Quick. Who led the Seahawks in tackles last season? Hold that thought. Who led the team in forced fumbles? Which of the linebackers had the most passes defensed? Finally, and this is a tough one, who led the Seahawks in stops (the number of solo defensive tackles made which constitute an offensive failure, including sacks), per ProFootballFocus.com? If your answer was K.J. Wright for each and every one of those, you are among the precious few people who saw past all the notoriety surrounding his teammates. Wright was a guy I picked to pop two years ago and reach Pro Bowl status. It never happened. He has been one of the two best players on the defense this preseason. His time in the shadows may be coming to an end.
Fast learner, slow burner
Wright was drafted in the fourth round in 2011. Pete Carroll originally talked about his interest in seeing what Wright might do as a LEO pass rusher. At 6’4″ 246 lbs, with impossibly long arms, he fit the lanky mold of an edge rusher that Carroll looks for.
When Wright hit the field for rookie camp, however, Carroll and linebackers coach Ken Norton Jr. immediately liked his potential more as a linebacker. They raved about how quick of a learner he was, and pushed him to learn multiple spots in training camp.
That cross-training proved useful when starting middle linebacker David Hawthorne was unable to start the season opener. The precocious rookie stepped in and made his first NFL start on the road playing in the middle of the defense, making the calls. His new linebacker coach, Lofa Tatupu, would have been proud.
Wright played well. So well, in fact, that the team felt compelled to trade away former top pick Aaron Curry to clear the path for him to become a full-time starter. It was the type of ascendency that accompanies future NFL difference makers.
Wright returned the next season stronger and determined. He now had the dominant physical tools to couple with his uncommon understanding of the playbook. Everything seemed to point to greatness. Instead, he never quite eclipsed the level of quality starter.
The Seahawks 2014 season was crowded with storylines. People wanted to know if this team still had the hunger and could repeat. Percy Harvin was punching and parting. Bobby Wagner got hurt, and Kam Chancellor took most of the season to recover from hip surgery. When the team became unbeatable the final six games of the year, it was Wagner and Chancellor who got most of the credit.
The soft-spoken Wright simply led the best defense in the NFL in tackles and forced fumbles. His 107 tackles were a career-high.
There is not a lot of flash to Wright’s game. He simply is where he is supposed to be and almost always makes the plays he is supposed to make. That may soon be an outdated description.
Wright has been anything but understated this preseason. He made a play against Kansas City that is rarely seen. The Chiefs setup Jamaal Charles for a screen pass on the side opposite Wright. Before the ball was even thrown, he recognized what was happening and started sprinting on a line toward Charles. The ball had barely arrived at the speedy running backs hands when Wright hogtied him for a loss.
It was explosive. It was dominant. It was everything Wright had not been in his previous four seasons. That play stood out, but it was just one of a series of standout plays for Wright. As fun as it was to see Wright play so well, it was still just one game.
Cue week three. Philip Rivers and the San Diego Chargers were marching down the field with little dink and dunk passes that left a series of third and short yardage plays for the veteran signal caller to convert. A short pass on second down to Stevie Johnson left just a single yard for a first down at the Seahawks 13 yard line.
Rivers saw a chance to hurry up to the line and catch the Seahawks off-guard. Wright sniffed it out and timed the snap perfectly, knifing into the backfield and pulling down Danny Woodhead for a loss.

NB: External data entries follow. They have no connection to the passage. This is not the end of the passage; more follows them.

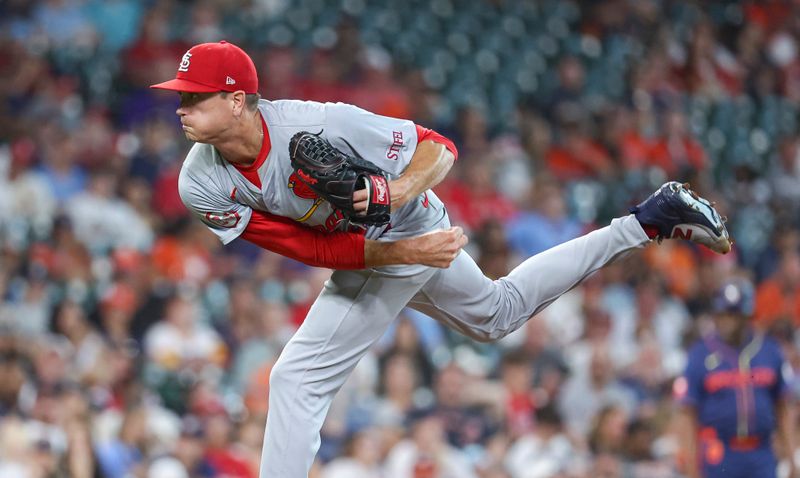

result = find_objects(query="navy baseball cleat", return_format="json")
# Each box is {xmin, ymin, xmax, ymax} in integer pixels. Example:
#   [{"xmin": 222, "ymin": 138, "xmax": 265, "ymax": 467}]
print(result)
[{"xmin": 630, "ymin": 181, "xmax": 731, "ymax": 254}]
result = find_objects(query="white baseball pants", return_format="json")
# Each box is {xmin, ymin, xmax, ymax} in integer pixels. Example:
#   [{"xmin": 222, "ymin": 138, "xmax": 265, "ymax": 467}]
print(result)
[{"xmin": 259, "ymin": 215, "xmax": 648, "ymax": 478}]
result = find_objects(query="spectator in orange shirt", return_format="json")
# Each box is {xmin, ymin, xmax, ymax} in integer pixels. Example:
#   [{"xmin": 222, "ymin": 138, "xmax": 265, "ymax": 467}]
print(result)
[{"xmin": 755, "ymin": 250, "xmax": 800, "ymax": 328}]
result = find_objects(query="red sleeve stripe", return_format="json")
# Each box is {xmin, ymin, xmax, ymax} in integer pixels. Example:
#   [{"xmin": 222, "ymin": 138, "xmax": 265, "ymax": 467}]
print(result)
[{"xmin": 415, "ymin": 125, "xmax": 458, "ymax": 159}]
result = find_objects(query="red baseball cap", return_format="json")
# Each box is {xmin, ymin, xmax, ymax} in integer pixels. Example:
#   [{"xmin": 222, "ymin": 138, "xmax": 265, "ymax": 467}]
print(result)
[{"xmin": 150, "ymin": 41, "xmax": 258, "ymax": 94}]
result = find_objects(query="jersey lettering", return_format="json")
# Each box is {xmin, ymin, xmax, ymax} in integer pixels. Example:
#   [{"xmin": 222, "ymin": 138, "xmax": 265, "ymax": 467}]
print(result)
[
  {"xmin": 703, "ymin": 367, "xmax": 776, "ymax": 393},
  {"xmin": 386, "ymin": 131, "xmax": 403, "ymax": 160}
]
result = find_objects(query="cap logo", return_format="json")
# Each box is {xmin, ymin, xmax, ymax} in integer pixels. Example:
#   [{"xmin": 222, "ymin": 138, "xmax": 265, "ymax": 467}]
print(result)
[{"xmin": 178, "ymin": 51, "xmax": 192, "ymax": 71}]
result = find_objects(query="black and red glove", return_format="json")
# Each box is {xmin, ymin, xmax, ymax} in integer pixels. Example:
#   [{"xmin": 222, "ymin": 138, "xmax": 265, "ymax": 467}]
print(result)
[{"xmin": 289, "ymin": 131, "xmax": 392, "ymax": 226}]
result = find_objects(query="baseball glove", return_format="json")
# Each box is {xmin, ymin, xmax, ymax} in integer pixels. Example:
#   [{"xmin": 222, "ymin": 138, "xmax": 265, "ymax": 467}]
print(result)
[{"xmin": 289, "ymin": 131, "xmax": 391, "ymax": 226}]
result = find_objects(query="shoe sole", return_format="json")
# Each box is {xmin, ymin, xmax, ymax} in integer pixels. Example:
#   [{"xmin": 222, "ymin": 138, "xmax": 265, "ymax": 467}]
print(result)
[{"xmin": 670, "ymin": 184, "xmax": 731, "ymax": 254}]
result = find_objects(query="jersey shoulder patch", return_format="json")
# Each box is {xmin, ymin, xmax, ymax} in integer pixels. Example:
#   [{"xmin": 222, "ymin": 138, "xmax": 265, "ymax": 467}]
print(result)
[{"xmin": 258, "ymin": 100, "xmax": 327, "ymax": 129}]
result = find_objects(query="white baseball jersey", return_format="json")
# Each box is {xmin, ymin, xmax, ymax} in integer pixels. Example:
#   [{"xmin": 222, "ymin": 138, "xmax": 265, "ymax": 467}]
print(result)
[{"xmin": 178, "ymin": 100, "xmax": 445, "ymax": 250}]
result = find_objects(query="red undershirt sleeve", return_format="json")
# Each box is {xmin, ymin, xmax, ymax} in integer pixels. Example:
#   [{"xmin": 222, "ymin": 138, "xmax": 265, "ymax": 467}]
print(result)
[
  {"xmin": 414, "ymin": 125, "xmax": 458, "ymax": 159},
  {"xmin": 241, "ymin": 210, "xmax": 365, "ymax": 270}
]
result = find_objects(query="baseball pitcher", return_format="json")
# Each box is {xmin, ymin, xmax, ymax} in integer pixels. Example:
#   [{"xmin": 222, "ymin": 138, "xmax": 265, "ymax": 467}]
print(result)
[{"xmin": 153, "ymin": 42, "xmax": 731, "ymax": 478}]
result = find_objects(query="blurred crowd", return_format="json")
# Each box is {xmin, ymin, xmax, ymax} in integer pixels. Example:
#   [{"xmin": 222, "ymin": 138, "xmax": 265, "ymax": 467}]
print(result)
[{"xmin": 0, "ymin": 0, "xmax": 800, "ymax": 478}]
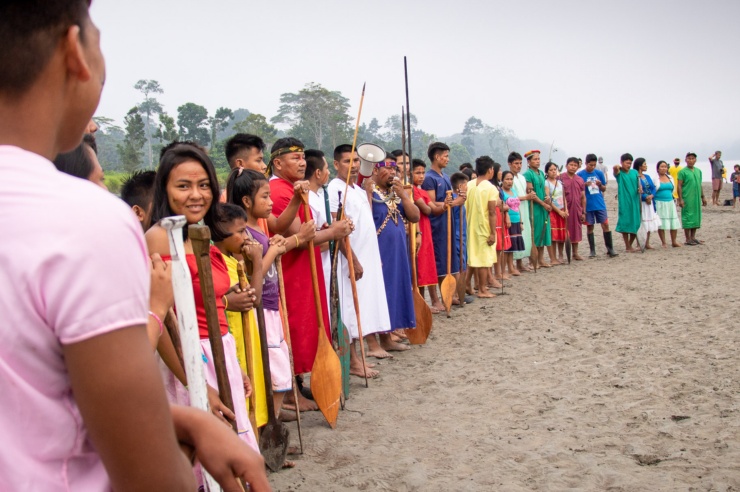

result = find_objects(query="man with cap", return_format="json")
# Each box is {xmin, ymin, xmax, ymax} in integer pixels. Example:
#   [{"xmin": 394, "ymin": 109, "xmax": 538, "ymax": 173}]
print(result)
[
  {"xmin": 524, "ymin": 150, "xmax": 552, "ymax": 268},
  {"xmin": 668, "ymin": 157, "xmax": 683, "ymax": 200}
]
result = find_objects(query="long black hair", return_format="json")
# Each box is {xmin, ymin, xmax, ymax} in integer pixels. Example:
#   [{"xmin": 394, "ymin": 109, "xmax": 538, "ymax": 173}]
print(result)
[{"xmin": 151, "ymin": 141, "xmax": 220, "ymax": 239}]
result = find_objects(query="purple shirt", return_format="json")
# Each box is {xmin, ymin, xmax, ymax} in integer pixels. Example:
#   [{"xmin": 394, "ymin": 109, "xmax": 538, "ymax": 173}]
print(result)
[
  {"xmin": 247, "ymin": 226, "xmax": 280, "ymax": 311},
  {"xmin": 0, "ymin": 146, "xmax": 150, "ymax": 491}
]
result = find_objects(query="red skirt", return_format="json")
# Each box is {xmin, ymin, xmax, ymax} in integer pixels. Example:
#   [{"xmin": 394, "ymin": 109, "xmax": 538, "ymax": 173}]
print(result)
[
  {"xmin": 496, "ymin": 207, "xmax": 511, "ymax": 251},
  {"xmin": 550, "ymin": 210, "xmax": 565, "ymax": 243}
]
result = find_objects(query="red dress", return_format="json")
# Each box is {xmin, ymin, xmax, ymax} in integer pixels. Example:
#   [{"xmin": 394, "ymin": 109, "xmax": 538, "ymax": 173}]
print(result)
[
  {"xmin": 270, "ymin": 178, "xmax": 331, "ymax": 374},
  {"xmin": 414, "ymin": 186, "xmax": 437, "ymax": 287},
  {"xmin": 162, "ymin": 245, "xmax": 231, "ymax": 340}
]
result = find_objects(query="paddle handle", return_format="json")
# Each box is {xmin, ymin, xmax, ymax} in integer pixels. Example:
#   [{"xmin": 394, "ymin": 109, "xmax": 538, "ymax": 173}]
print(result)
[
  {"xmin": 301, "ymin": 193, "xmax": 328, "ymax": 343},
  {"xmin": 275, "ymin": 256, "xmax": 303, "ymax": 454},
  {"xmin": 236, "ymin": 262, "xmax": 264, "ymax": 439},
  {"xmin": 188, "ymin": 224, "xmax": 239, "ymax": 433},
  {"xmin": 344, "ymin": 236, "xmax": 368, "ymax": 388},
  {"xmin": 447, "ymin": 190, "xmax": 452, "ymax": 275}
]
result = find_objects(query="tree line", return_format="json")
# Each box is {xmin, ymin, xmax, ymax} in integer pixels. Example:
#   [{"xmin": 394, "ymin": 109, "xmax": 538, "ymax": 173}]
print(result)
[{"xmin": 95, "ymin": 79, "xmax": 545, "ymax": 173}]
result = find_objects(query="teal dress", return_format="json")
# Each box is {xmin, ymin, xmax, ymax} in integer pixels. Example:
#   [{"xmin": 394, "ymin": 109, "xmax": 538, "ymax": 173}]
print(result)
[
  {"xmin": 524, "ymin": 169, "xmax": 552, "ymax": 248},
  {"xmin": 616, "ymin": 169, "xmax": 641, "ymax": 234}
]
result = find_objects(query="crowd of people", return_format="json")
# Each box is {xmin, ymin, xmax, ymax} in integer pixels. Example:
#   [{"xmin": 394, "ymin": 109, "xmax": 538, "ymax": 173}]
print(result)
[{"xmin": 0, "ymin": 0, "xmax": 724, "ymax": 491}]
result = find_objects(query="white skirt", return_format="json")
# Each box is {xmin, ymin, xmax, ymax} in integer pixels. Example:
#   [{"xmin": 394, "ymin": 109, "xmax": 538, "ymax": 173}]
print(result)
[{"xmin": 642, "ymin": 202, "xmax": 663, "ymax": 232}]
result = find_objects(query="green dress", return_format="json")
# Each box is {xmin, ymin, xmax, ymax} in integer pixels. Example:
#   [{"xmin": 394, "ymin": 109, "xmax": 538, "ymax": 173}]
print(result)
[
  {"xmin": 678, "ymin": 166, "xmax": 701, "ymax": 229},
  {"xmin": 524, "ymin": 169, "xmax": 552, "ymax": 248},
  {"xmin": 616, "ymin": 169, "xmax": 641, "ymax": 234}
]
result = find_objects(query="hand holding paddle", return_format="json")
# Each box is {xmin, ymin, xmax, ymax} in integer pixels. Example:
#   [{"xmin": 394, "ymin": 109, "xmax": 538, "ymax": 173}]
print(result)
[{"xmin": 440, "ymin": 190, "xmax": 457, "ymax": 318}]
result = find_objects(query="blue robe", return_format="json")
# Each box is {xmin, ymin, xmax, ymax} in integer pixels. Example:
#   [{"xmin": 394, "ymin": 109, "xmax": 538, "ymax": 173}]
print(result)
[{"xmin": 373, "ymin": 192, "xmax": 416, "ymax": 330}]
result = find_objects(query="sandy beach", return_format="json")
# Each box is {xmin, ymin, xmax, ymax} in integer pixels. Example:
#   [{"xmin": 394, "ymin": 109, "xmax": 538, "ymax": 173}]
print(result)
[{"xmin": 270, "ymin": 185, "xmax": 740, "ymax": 491}]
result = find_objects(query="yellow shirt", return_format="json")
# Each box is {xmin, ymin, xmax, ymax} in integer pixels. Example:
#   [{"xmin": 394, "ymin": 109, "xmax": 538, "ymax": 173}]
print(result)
[{"xmin": 223, "ymin": 255, "xmax": 267, "ymax": 427}]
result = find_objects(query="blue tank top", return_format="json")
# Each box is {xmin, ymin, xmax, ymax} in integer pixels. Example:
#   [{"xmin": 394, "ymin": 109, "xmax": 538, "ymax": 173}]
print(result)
[{"xmin": 655, "ymin": 181, "xmax": 673, "ymax": 202}]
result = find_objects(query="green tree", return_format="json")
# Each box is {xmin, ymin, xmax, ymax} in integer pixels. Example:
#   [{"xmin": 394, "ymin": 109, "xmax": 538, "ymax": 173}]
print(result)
[
  {"xmin": 271, "ymin": 82, "xmax": 352, "ymax": 154},
  {"xmin": 134, "ymin": 79, "xmax": 164, "ymax": 168},
  {"xmin": 154, "ymin": 112, "xmax": 178, "ymax": 143},
  {"xmin": 116, "ymin": 106, "xmax": 147, "ymax": 173},
  {"xmin": 234, "ymin": 113, "xmax": 277, "ymax": 147},
  {"xmin": 177, "ymin": 103, "xmax": 211, "ymax": 146},
  {"xmin": 208, "ymin": 107, "xmax": 234, "ymax": 150},
  {"xmin": 461, "ymin": 116, "xmax": 484, "ymax": 156}
]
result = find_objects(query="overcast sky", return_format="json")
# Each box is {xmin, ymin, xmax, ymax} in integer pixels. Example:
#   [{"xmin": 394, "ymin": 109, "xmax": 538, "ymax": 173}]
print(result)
[{"xmin": 92, "ymin": 0, "xmax": 740, "ymax": 164}]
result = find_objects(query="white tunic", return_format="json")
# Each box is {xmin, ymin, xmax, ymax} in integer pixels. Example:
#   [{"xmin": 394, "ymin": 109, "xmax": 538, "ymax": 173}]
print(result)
[{"xmin": 328, "ymin": 178, "xmax": 391, "ymax": 339}]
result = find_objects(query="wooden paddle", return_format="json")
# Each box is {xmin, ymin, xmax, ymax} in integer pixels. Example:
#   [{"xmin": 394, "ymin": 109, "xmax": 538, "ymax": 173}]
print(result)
[
  {"xmin": 324, "ymin": 186, "xmax": 352, "ymax": 400},
  {"xmin": 296, "ymin": 193, "xmax": 342, "ymax": 429},
  {"xmin": 457, "ymin": 205, "xmax": 466, "ymax": 307},
  {"xmin": 251, "ymin": 262, "xmax": 298, "ymax": 472},
  {"xmin": 529, "ymin": 200, "xmax": 540, "ymax": 274},
  {"xmin": 440, "ymin": 190, "xmax": 457, "ymax": 318},
  {"xmin": 159, "ymin": 215, "xmax": 221, "ymax": 491},
  {"xmin": 236, "ymin": 264, "xmax": 264, "ymax": 441},
  {"xmin": 188, "ymin": 224, "xmax": 239, "ymax": 433},
  {"xmin": 406, "ymin": 222, "xmax": 432, "ymax": 345},
  {"xmin": 275, "ymin": 256, "xmax": 303, "ymax": 454},
  {"xmin": 560, "ymin": 181, "xmax": 573, "ymax": 265}
]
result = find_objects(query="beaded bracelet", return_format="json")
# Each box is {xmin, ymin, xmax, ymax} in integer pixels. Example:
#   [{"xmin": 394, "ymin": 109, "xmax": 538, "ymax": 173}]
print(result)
[{"xmin": 149, "ymin": 311, "xmax": 164, "ymax": 336}]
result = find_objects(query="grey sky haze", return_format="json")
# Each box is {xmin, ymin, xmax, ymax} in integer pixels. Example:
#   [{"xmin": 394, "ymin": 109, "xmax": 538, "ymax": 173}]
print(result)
[{"xmin": 92, "ymin": 0, "xmax": 740, "ymax": 165}]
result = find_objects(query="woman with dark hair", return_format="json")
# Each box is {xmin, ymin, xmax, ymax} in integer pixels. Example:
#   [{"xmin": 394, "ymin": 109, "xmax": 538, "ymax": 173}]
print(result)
[
  {"xmin": 145, "ymin": 142, "xmax": 259, "ymax": 451},
  {"xmin": 655, "ymin": 161, "xmax": 681, "ymax": 248},
  {"xmin": 545, "ymin": 162, "xmax": 568, "ymax": 265},
  {"xmin": 54, "ymin": 135, "xmax": 108, "ymax": 190},
  {"xmin": 632, "ymin": 157, "xmax": 661, "ymax": 249}
]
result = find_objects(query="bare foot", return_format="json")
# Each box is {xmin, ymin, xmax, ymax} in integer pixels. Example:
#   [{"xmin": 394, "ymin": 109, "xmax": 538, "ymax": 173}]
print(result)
[
  {"xmin": 283, "ymin": 391, "xmax": 319, "ymax": 412},
  {"xmin": 349, "ymin": 363, "xmax": 380, "ymax": 378},
  {"xmin": 365, "ymin": 348, "xmax": 393, "ymax": 359},
  {"xmin": 380, "ymin": 340, "xmax": 411, "ymax": 352}
]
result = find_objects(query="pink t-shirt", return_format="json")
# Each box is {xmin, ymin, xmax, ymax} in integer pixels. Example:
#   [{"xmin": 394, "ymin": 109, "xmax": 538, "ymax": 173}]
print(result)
[{"xmin": 0, "ymin": 146, "xmax": 150, "ymax": 492}]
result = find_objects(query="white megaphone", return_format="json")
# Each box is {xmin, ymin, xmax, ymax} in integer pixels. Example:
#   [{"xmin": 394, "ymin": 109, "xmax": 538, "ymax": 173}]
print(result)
[{"xmin": 357, "ymin": 143, "xmax": 385, "ymax": 186}]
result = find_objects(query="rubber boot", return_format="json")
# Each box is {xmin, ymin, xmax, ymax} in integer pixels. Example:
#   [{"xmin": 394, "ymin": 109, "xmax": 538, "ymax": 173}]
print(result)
[
  {"xmin": 587, "ymin": 232, "xmax": 606, "ymax": 258},
  {"xmin": 604, "ymin": 231, "xmax": 619, "ymax": 258}
]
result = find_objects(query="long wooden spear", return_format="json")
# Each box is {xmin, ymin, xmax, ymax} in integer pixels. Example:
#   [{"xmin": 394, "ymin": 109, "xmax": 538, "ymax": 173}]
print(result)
[{"xmin": 337, "ymin": 84, "xmax": 369, "ymax": 388}]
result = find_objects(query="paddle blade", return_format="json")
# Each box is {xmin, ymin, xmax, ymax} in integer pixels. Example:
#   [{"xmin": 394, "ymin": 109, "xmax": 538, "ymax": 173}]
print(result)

Fourth down.
Again, Wright was making a play that demanded attention. It demonstrated a willingness to take a risk and trust his preparation and instincts. Great players make great plays not only because they are blessed with overwhelming physical gifts. They often make great plays because they operate outside the rhythm of the game at just the right time. It is like a DJ who knows when to scratch, and when to let the music flow.
Great players make great plays not only because they are blessed with overwhelming physical gifts. They often make great plays because they operate outside the rhythm of the game at just the right time. It is like a DJ who knows when to scratch, and when to let the music flow.
Wright looks faster and more violent this preseason. He may just be more aggressive and confident in what he is seeing. The cynical read would be that preseason action means little when projecting regular season performance. My eyes tell me otherwise. A team that is riddled with defensive stars may be about to add another.